Before the narrator's father was married, he had a routine of a day of work and then an evening at the pub. He was very happy with his life and had little ambition for a higher status or job.
The narrator sees chickens as more trouble than they are worth and overall a complete waste of time. He comments on how they hatch, maybe get diseases, and die; he doesn't see why it is worth paying the money for them to be unreliable.
The narrator says that he was denied a happy childhood because he grew up and worked on a chicken farm. He says that if he hadd not been raised there, he would not have been surrounded by death and he would not have grown up as gloomy as he did.
The father's collection of "grotesques" is what he thinks-and hopes-will bring great success for him and his family. They are, however, extremely strange and quite unsuccessful-they could symbolize the attempt/failure of the narrator's parents ambitions.

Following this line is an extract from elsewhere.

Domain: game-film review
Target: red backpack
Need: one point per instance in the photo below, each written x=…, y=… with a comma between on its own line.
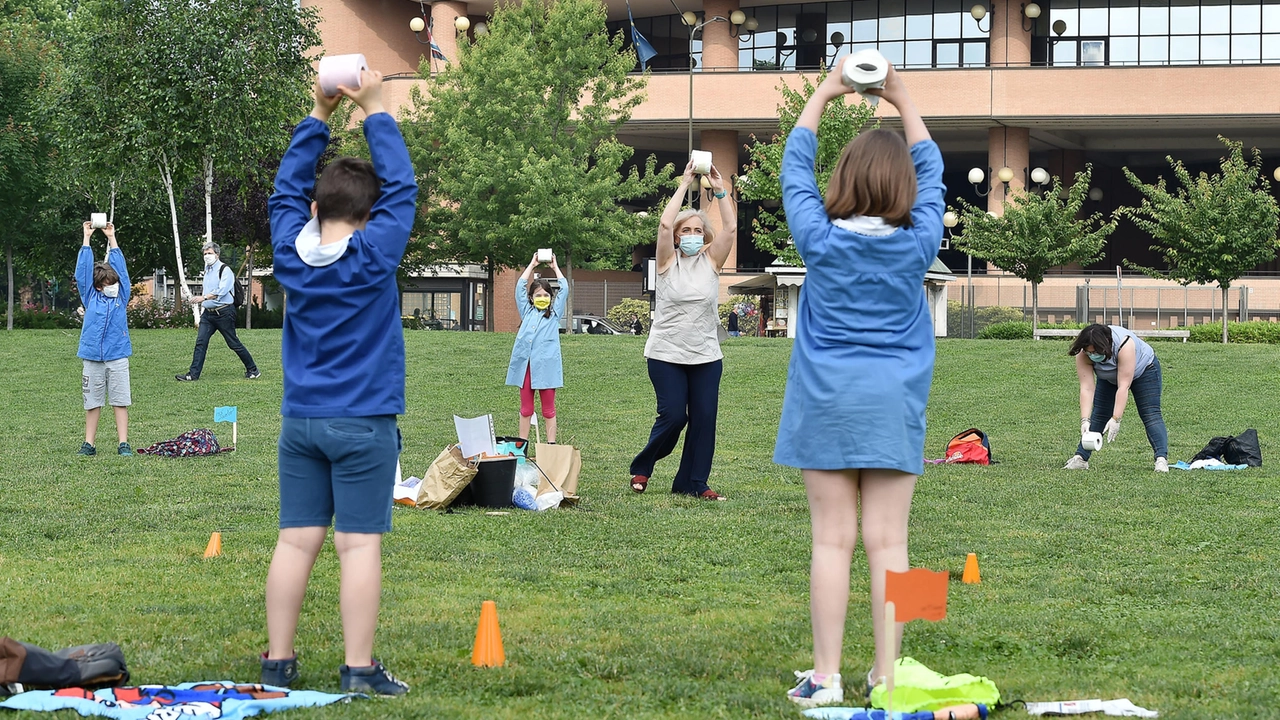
x=970, y=446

The narrator's father tried to beome more cheerful and optimistic about life and his ambitions, and he decided to try to entertain the customers in his restaraunt. However, he never put this idea into action until one day when a young man came in and was bewildered to see the father, suffering from severe stage-fright. The father ended up scaring off the young man after throwing an egg at him in frustration; overall, his plans to be enteraining were less than successful.
The narrator feels that the egg was always hurting him; he grew up surrounded by chickens hatching from eggs who would either die or have more eggs and then die. He felt that they were always in control of his life. This final "triumph" meant that the egg had caused him anxiety and strife once again.